When installing a twin wall system you will nearly always want to start from the bottom and from here work your way up, as the straightest way is the most efficient way for a chimney system.
It is important to always calculate the chimney system before you start, this can be done your self or we can do this for you using our twin wall calculation software. Often the most efficient route if the stove is against an external wall is to go out through the wall and straight up and around the soffits.
Fitting a Twin Wall Rigid Chimney system going out through the wall
As stated already when planning and installing a twin wall system we start from the bottom and go up.
So the first step is to Lay the hearth, as discussed this can be a 12mm hearth as long as you are using a Stove that is 12mm hearth compatible.
Next, we position the stove so as to ensure it is the correct distances away from combustibles and that it has a minimum 225mm in front of the stove for spillage we recommend 300mm where possible.
From here we can work out exactly where we want the stove to go through the wall by building up the first few components such as the stove to twin wall starter piece, the first length and then the elbow.
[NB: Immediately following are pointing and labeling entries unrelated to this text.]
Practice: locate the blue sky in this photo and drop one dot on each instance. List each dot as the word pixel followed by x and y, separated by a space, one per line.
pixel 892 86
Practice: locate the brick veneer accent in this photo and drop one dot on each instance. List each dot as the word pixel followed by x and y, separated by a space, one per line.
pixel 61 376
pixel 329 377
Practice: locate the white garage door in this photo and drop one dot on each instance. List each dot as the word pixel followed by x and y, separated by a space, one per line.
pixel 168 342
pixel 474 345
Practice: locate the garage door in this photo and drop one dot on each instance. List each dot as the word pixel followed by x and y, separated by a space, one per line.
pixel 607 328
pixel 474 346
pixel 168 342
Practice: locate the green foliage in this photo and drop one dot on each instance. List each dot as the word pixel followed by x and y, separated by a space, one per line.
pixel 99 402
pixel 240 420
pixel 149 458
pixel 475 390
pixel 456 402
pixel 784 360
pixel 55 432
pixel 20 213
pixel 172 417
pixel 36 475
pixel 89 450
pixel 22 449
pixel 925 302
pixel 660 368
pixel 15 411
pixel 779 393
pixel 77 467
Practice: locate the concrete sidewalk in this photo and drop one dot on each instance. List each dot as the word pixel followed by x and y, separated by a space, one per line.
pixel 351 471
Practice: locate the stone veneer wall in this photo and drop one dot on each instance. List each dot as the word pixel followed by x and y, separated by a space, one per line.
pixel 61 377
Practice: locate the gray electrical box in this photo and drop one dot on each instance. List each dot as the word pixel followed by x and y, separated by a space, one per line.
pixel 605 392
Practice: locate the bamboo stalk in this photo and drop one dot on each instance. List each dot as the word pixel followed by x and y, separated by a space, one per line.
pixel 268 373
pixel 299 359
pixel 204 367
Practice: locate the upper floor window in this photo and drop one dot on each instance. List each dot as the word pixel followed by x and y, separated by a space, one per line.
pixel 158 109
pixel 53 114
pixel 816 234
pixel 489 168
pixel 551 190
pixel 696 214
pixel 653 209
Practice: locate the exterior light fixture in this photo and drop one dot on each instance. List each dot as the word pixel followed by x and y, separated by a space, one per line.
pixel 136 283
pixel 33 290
From here you can see the line that the pipe will need to take to exit the wall at a 45-degree angle.
Remove the starter components and position the wall sleeve over your marks, draw around the wall sleeve , cover up the stove or remove fully and drill holes around the wall sleeve at a 45-degree angle , this will give you the perfect hole if you’re not sure on your angles then you can always ask someone to hold the wall sleeve next to where you are drilling to help you. You will need a powerful drill with a long drill bit to keep the angle going through the two skins of brickwork and the cavity,
I find that it is worth going out in one or two places fully such as the top and the bottom and then remarking from the outside and doing the hole from there, this way you won’t chip off too much brickwork, we use a décor ring on both sides to hide the imperfections but they only give you a few inches for mistakes.
Once the hole is made, check that the wall sleeve will fit and then put the stove back and build the twin wall system up and out through the hole,
be sure to check that everything is level before you start adding brackets to the outside wall, the bottom bracket taking most of the weight needs to be a table bracket.
From here you can build up your twin wall system quite easily by putting brackets up as you go, you might need 2 more 45-degree bends and different length brackets if you are going around the soffits.
Be careful when attaching to the facias as they can we weak if there is nothing behind them, you might find that you need to use a bracing bracket from the roof if the height is over 2m unsupported depending on your system specifications.
Once the twin wall chimney is up and well suported you can fill in the hole using bits of brick and waterproof mortar to whether it in, it is also worth using a decor plate to cover up the hole and this also helps with water penetration if sealed up well with clear heatproof adhesive.
Fitting a Twin wall Rigid Chimney system going straight up through the house
Going straight up through the house if it’s on the bottom floor can be quite a bit more work. You might have two floors to go through and also a roof if it’s a 2 story house but then again it might just be a single roof if it’s a kitchen extension or a conservatory.
Going through a ceiling you will need to be aware of where the joists are as you will want to avoid these if possible. It might be necessary to cut and support a joist but it’s not something you should attempt unless you know what you are doing.
When going through a roof or ceiling you will need a vent fire support as well as ceiling and rafter supports.
Coming through the roof again is a very precise activity, you most certainly don’t want a leak or worse a fire in the loft.
It’s worth bearing in mind that when you pass through a level you will often need to re-route your pipe to go through the next set of rafters. To do this two 45degree bends will come in handy.
You will need a rafter support to secure the pipe while going through the roof. Where possible its best to find the area that you need to go through from the inside and then with the help of a screwdriver pushed though the felt go around onto the roof and remove the tiles.
Once you have the area cleared you can add the flashing over the pipe If you use a flexible flashing and storm collar then you will find that the roof angle doesn’t need to be an exact match whereas a lead flashing has a lot less room for movement. A flexible flashing also will give a tighter seal.
Seal with heat prof silicone and cut and replace the tiles.